Oberammergau (dpa/lby) - Die Oberammergauer Passionsspiele sind wegen der Ausbreitung des Coronavirus für dieses Jahr abgesagt worden. Sie sollen stattdessen 2022 stattfinden. Das teilten Vertreter des Landratsamtes Garmisch-Partenkirchen und der Spielleitung am Donnerstag in Oberammergau mit. Die Premiere war für den 16. Mai geplant, bis zum 4. Oktober wären zu mehr als 100 Vorstellungen rund 450 000 Besucher aus aller Welt erwartet worden.

Grundlage für die Absage ist ein Bescheid des Landratsamtes. Fast die Hälfte der gut 5000 Einwohner des Dorfes hätte mitgewirkt, um traditionsgemäß das jahrhundertealte Schauspiel vom Leiden, Sterben und der Auferstehung Jesus Christus zu zeigen. Rund 4500 Zuschauer fasst das Freilichttheater. Das hätte eine deutliche Infektionsgefahr bedeutet.

Schon vor gut einer Woche waren die Volksproben mit vielen Menschen auf der Bühne wie auch das Fotografieren für den zur Premiere geplanten Bildband ausgesetzt worden. Am Dienstag hatte Spielleiter Christian Stückl auch die Proben in kleinerer Besetzung unterbrochen. Die Verantwortlichen dachten bereits seit Tagen über ein Alternativszenario nach: eine Verschiebung der Premiere auf auf Juni oder Juli - oder auf ein anderes Jahr. Dazu kommt es nun.

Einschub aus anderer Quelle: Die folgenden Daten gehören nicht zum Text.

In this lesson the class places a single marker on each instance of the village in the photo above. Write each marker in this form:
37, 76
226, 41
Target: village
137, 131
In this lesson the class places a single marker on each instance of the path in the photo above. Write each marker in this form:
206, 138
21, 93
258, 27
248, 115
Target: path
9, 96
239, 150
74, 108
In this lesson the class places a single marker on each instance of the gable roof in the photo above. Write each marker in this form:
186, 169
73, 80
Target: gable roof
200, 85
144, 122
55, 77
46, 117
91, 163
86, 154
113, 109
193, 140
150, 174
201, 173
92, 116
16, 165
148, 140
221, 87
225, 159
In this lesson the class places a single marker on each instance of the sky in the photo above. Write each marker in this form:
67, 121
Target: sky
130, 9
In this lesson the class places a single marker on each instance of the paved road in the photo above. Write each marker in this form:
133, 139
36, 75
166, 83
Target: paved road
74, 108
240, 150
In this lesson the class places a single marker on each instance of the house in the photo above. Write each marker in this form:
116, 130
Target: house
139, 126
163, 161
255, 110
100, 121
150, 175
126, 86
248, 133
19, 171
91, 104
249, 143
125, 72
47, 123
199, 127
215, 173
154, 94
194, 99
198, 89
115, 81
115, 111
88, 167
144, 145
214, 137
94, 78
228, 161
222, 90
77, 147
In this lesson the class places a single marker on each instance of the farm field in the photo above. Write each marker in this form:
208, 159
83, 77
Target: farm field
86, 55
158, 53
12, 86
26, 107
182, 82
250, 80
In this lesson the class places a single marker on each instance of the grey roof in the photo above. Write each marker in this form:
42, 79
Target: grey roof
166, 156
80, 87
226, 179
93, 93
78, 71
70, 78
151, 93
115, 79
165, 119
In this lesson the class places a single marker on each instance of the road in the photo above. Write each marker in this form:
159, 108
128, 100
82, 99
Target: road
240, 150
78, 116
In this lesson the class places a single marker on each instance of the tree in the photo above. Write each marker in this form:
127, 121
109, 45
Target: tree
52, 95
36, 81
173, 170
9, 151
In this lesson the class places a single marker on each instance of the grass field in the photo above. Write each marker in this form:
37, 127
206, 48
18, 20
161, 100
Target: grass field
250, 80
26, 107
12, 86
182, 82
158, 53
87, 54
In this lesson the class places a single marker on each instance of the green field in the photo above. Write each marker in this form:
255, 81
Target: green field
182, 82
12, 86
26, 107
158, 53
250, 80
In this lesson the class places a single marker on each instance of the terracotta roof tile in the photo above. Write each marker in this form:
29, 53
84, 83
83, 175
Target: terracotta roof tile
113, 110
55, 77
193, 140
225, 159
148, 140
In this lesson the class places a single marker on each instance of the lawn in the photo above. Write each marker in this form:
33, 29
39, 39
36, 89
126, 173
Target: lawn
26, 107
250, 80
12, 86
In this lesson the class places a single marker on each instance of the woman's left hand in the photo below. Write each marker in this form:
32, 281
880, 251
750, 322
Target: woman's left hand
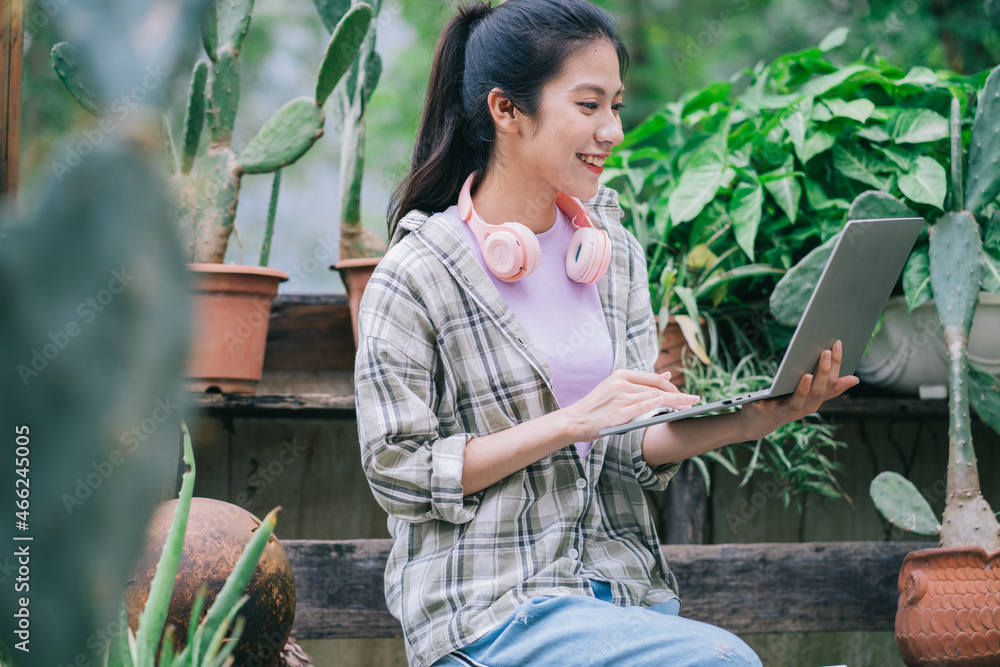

Entstanden aus der Pestepidemie heraus bedeutet damit die Coronaepidemie das vorläufige Aus für die Passion. 1633 gelobten die Oberammergauer, alle zehn Jahre das Spiel vom Leiden, Sterben und der Auferstehung Jesus Christus aufzuführen, wenn niemand mehr an der Pest sterben sollte - was der Legende nach auch geschah.

Nicht zum ersten Mal in der fast 400-jährigen Geschichte wird die Passion verschoben - so auch vor genau hundert Jahren. 1920 wurde die Passion wegen der Folgen des Ersten Weltkriegs ausgesetzt und stattdessen 1922 aufgeführt. 1770 fand die Passion aufgrund eines Generalverbotes nicht statt, 1940 verhinderte der Zweite Weltkrieg eine Aufführung.